11. luka

509 30 10
                                    

"Adek minum obat ya?"

Sandy masih setia menggeleng. Membuat Chandra menghela napas. Sudah sejak tadi ia membujuk putranya agar mau minum obat, tapi Sandy kekeh menolak. Keadaan Sandy tidak juga membaik, berbeda dengan Fandy yang sudah kembali sehat.

"Kapan sembuhnya kalo enggak mau minum obat. Minum obat ya, Nak?"

"Enggak! Ayah capek?"

"Ayah enggak capek, tapi ayah khawatir adek enggak sembuh-sembuh gini. Emang adek suka?"

Sandy menggeleng lagi.

Chandra tidak tega pada Sandy yang tidak kunjung sembuh. Ia juga tidak ingin memaksa kehendaknya pada sang putra. Chandra setiap mengusap punggung Sandy yang tidur menelungkup, ia baru saja memijatnya beberapa menit yang lalu. Jika sudah sakit, Sandy akan merasakan semua sakit di tubuhnya, kaki tangannya, punggungnya, sendi-sendinya, itu akan terasa sakit, Chandra akan memijatnya saat anak itu merengek tidak enak pada tubuhnya.

"Balik ke depan tidurnya, nanti sesak," perintah Chandra karena sudah lama Sandy menelungkup seperti itu. Biasanya anak itu malah tidur duduk dengan menyandar pada sang ayah agar ayahnya bisa memijat punggungnya.

Fandy tidak perlu minum obat untuk sembuh, ia bisa sembuh sendiri karena penyebabnya demam adalah kepalanya yang terantuk kuat. Berbeda dengan Sandy yang memang sakit karena ia tidak menjaga tubuhnya dengan baik.

Hari sudah larut malam, tapi Chandra belum bisa tidur karena si bungsu yang mengeluh tubuhnya tidak nyaman. Di kamar itu hanya ada mereka berdua. Fandy sudah baikan dan ia memilih tidur di kamarnya sendiri karena tidak mau mengganggu sang adik.
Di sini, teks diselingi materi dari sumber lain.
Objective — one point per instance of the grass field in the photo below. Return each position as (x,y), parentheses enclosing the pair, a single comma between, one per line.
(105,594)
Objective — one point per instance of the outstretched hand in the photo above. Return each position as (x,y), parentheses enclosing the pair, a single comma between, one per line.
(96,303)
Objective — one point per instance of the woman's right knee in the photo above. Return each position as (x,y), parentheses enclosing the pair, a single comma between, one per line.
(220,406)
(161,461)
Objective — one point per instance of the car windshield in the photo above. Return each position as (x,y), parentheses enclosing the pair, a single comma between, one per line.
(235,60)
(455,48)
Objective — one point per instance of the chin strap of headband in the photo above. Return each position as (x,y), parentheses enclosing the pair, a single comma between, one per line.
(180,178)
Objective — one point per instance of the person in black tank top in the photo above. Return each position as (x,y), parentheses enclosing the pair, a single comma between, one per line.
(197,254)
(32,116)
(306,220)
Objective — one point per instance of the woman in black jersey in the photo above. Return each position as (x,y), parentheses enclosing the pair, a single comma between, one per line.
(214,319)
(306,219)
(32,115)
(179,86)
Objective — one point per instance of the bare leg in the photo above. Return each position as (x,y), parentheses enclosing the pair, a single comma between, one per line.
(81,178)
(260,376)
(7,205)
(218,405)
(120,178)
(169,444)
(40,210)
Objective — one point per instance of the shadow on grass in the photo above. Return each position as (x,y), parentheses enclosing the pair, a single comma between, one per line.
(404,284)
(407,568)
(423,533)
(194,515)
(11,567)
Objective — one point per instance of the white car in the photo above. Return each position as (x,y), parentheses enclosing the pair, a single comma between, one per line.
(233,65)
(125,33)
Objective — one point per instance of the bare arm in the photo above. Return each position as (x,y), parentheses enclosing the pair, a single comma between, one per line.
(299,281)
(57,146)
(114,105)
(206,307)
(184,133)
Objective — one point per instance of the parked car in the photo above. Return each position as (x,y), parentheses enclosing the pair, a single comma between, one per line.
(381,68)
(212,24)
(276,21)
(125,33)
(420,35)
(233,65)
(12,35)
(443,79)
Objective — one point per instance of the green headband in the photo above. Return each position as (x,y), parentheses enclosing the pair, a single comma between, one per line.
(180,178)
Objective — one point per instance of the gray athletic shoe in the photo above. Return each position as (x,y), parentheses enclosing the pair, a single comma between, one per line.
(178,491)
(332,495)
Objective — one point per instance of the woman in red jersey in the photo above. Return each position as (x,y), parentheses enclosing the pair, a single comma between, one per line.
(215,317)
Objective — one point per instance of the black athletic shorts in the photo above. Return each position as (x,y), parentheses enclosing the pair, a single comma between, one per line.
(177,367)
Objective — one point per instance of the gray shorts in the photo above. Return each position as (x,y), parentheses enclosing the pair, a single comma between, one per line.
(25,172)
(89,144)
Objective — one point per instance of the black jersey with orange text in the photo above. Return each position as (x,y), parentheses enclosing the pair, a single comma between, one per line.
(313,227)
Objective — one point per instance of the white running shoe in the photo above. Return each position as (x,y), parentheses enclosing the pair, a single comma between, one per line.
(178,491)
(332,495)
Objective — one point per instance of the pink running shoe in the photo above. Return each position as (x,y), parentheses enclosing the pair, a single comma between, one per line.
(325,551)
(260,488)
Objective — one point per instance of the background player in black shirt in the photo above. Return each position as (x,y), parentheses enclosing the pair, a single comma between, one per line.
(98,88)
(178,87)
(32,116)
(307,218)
Sejak anak-anaknya kecil, saat mereka sakit ya Chandra lah yang turun tangan. Memang selain Chandra siapa lagi yang bisa diandalkan? Ia mengurus anak-anaknya sendirian. Dan ketika anaknya itu sakit, hanya kepada Chandralah mereka merengek dan mengeluh atas semua yang mereka rasakan.

***

Seperti biasanya, larut malam Bintang baru pulang. Setelah kelasnya hari ini selesai, ia pergi bersama kekasihnya dan menghabiskan waktu sampai malam untuk berkencan. Jelas semua itu ajakan sang kekasih. Jika tidak diminta pergi, Bintang tidak akan pergi apalagi pagi tadi pamannya mengatakan adiknya sakit. Siapa yang sakit? Dan seperti apa keadaannya saat ini? itulah yang dari tadi ada di benaknya.
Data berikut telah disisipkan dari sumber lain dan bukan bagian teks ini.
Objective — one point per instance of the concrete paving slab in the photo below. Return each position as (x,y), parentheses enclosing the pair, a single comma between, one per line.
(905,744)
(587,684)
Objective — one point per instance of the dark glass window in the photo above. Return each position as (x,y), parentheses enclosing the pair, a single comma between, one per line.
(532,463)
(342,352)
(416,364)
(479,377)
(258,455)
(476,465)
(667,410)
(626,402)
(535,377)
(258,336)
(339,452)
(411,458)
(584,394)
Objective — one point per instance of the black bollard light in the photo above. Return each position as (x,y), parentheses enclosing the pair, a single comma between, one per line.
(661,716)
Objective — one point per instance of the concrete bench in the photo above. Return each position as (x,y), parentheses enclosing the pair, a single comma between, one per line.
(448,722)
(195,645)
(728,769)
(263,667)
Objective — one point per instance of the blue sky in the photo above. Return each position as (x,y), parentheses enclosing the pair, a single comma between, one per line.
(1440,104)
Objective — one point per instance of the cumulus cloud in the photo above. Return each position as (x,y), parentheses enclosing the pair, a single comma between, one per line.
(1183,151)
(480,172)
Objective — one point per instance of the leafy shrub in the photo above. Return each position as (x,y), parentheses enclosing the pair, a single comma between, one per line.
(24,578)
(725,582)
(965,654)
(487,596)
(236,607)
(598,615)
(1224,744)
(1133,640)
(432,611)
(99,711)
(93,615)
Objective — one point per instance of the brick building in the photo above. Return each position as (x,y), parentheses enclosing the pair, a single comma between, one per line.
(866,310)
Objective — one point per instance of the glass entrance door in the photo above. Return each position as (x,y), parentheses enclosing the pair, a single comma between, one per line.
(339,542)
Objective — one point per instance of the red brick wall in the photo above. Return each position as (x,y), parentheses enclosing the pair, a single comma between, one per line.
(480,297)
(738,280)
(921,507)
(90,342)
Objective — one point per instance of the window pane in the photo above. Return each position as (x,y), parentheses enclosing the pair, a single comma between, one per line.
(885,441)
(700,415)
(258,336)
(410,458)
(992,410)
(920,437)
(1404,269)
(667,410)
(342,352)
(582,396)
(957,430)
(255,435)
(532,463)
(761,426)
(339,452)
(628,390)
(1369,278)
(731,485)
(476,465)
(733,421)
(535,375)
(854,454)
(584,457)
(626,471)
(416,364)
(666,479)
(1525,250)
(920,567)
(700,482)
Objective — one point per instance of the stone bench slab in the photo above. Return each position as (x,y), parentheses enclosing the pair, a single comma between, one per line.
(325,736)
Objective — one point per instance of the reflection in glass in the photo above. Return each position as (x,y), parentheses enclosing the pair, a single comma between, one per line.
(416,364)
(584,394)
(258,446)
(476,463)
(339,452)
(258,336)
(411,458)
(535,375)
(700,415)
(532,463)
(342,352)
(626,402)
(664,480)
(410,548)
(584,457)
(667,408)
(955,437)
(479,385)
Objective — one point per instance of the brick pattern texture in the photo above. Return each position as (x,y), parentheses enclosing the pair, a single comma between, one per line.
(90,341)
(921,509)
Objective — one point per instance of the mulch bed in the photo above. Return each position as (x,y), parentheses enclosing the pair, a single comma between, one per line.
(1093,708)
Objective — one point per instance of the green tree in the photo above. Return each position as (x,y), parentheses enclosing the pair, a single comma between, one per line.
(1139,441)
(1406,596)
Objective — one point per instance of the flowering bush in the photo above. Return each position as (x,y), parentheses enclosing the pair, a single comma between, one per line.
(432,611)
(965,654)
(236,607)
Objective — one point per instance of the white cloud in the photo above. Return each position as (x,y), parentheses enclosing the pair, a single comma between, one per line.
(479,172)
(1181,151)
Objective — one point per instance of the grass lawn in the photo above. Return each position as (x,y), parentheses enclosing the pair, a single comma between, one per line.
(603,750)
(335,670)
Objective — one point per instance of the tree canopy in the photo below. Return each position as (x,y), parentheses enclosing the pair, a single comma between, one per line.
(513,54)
Ketika ia melangkah ke dapur untuk mengambil minum, salah seorang adiknya ada di sana sedang bermain games di ponsel dengan segelas susu yang tersisa setengah. Dia tidak mengalihkannya saat ada yang datang dan duduk di sampingnya.

"Kamu sakit?"

Fandy seketika menoleh dan mengabaikan ponselnya saat tahu siapa yang datang dari suara yang ia dengar. "Udah enggak."

Bintang mengangguk.

"Adek yang sakit."

Bintang tidak menanggapi ucapan sang adik, ia meminum segelas air yang ia ambil tadi. Setelah selesai ia beranjak. "Jangan begadang kalo enggak mau sakit," ujarnya.

"Kak."

"Hm?"

"Sandy sakit, enggak mau dilihat?"

"Udah ada ayah kan?"

Tahu maksud dari sang kakak, Fandy tidak lagi membalas ucapannya. Membiarkan kakak pertamanya itu meninggalkan ruang makan.
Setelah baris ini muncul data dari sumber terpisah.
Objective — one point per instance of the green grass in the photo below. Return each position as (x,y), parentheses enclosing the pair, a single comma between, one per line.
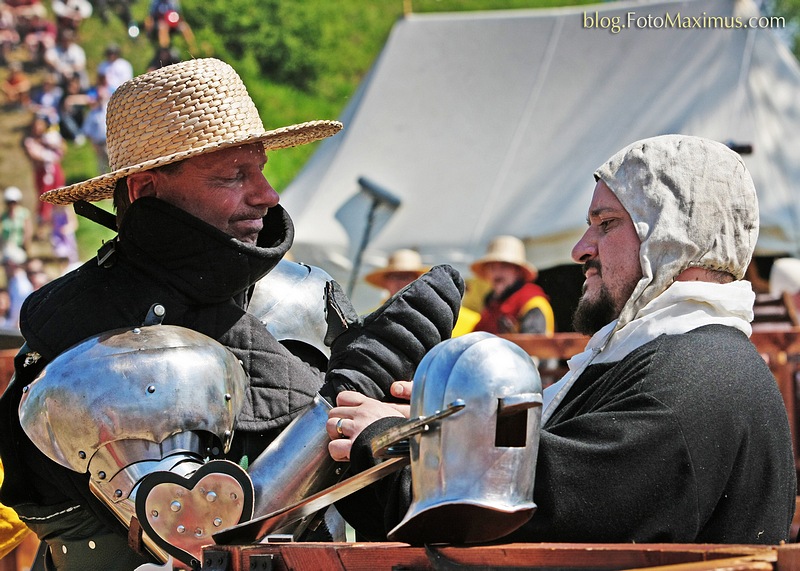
(351,35)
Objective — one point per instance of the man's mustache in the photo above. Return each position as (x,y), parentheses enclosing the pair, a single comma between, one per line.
(593,264)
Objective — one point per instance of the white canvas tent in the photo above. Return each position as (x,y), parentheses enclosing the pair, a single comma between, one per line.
(487,123)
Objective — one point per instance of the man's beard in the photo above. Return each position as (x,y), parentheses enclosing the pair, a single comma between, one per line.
(592,315)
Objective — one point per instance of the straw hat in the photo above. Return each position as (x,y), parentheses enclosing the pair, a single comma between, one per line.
(180,111)
(404,260)
(508,249)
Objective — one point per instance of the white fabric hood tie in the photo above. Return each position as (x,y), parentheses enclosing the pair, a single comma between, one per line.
(693,204)
(685,306)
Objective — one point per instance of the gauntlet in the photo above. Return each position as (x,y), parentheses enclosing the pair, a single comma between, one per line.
(368,354)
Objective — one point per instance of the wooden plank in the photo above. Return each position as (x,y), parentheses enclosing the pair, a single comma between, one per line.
(388,556)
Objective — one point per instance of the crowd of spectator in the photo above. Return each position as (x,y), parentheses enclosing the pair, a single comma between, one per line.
(47,76)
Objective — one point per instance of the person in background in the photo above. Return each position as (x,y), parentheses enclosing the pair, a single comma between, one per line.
(114,68)
(669,427)
(67,58)
(515,303)
(62,236)
(17,86)
(45,148)
(37,275)
(70,13)
(17,282)
(199,225)
(16,226)
(402,268)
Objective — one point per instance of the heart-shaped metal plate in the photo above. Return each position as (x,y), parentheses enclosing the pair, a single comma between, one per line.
(181,514)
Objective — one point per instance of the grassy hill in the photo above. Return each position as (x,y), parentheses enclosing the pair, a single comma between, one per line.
(301,60)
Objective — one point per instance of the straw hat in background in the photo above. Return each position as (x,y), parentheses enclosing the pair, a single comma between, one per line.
(508,249)
(177,112)
(403,261)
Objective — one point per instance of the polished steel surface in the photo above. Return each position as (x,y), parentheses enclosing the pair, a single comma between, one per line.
(123,386)
(290,301)
(260,527)
(296,464)
(475,468)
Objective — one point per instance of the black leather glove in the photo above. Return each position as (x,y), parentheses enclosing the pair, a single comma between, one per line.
(369,354)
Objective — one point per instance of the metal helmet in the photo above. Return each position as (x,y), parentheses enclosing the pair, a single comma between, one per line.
(141,409)
(290,301)
(478,400)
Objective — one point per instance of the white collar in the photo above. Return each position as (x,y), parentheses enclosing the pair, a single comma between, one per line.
(684,306)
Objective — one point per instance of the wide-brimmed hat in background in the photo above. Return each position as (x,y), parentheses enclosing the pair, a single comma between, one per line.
(508,249)
(400,261)
(177,112)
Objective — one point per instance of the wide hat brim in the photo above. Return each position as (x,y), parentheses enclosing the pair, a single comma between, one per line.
(378,277)
(479,267)
(102,187)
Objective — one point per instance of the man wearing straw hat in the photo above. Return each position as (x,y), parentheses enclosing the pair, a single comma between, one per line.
(515,303)
(198,226)
(669,427)
(402,268)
Fandy tidak pernah tahu kenapa kedua kakaknya bersikap seperti itu. Yang Fandy tahu, sejak mereka kecil tidak pernah dekat. Meski sesekali Bintang itu baik pada Fandy. Mereka itu seolah bukan anggota keluarga, tidak pernah berada di rumah dan menghabiskan seharian di luar rumah. Mungkin bagi mereka rumah hanya untuk tempat mereka tidur.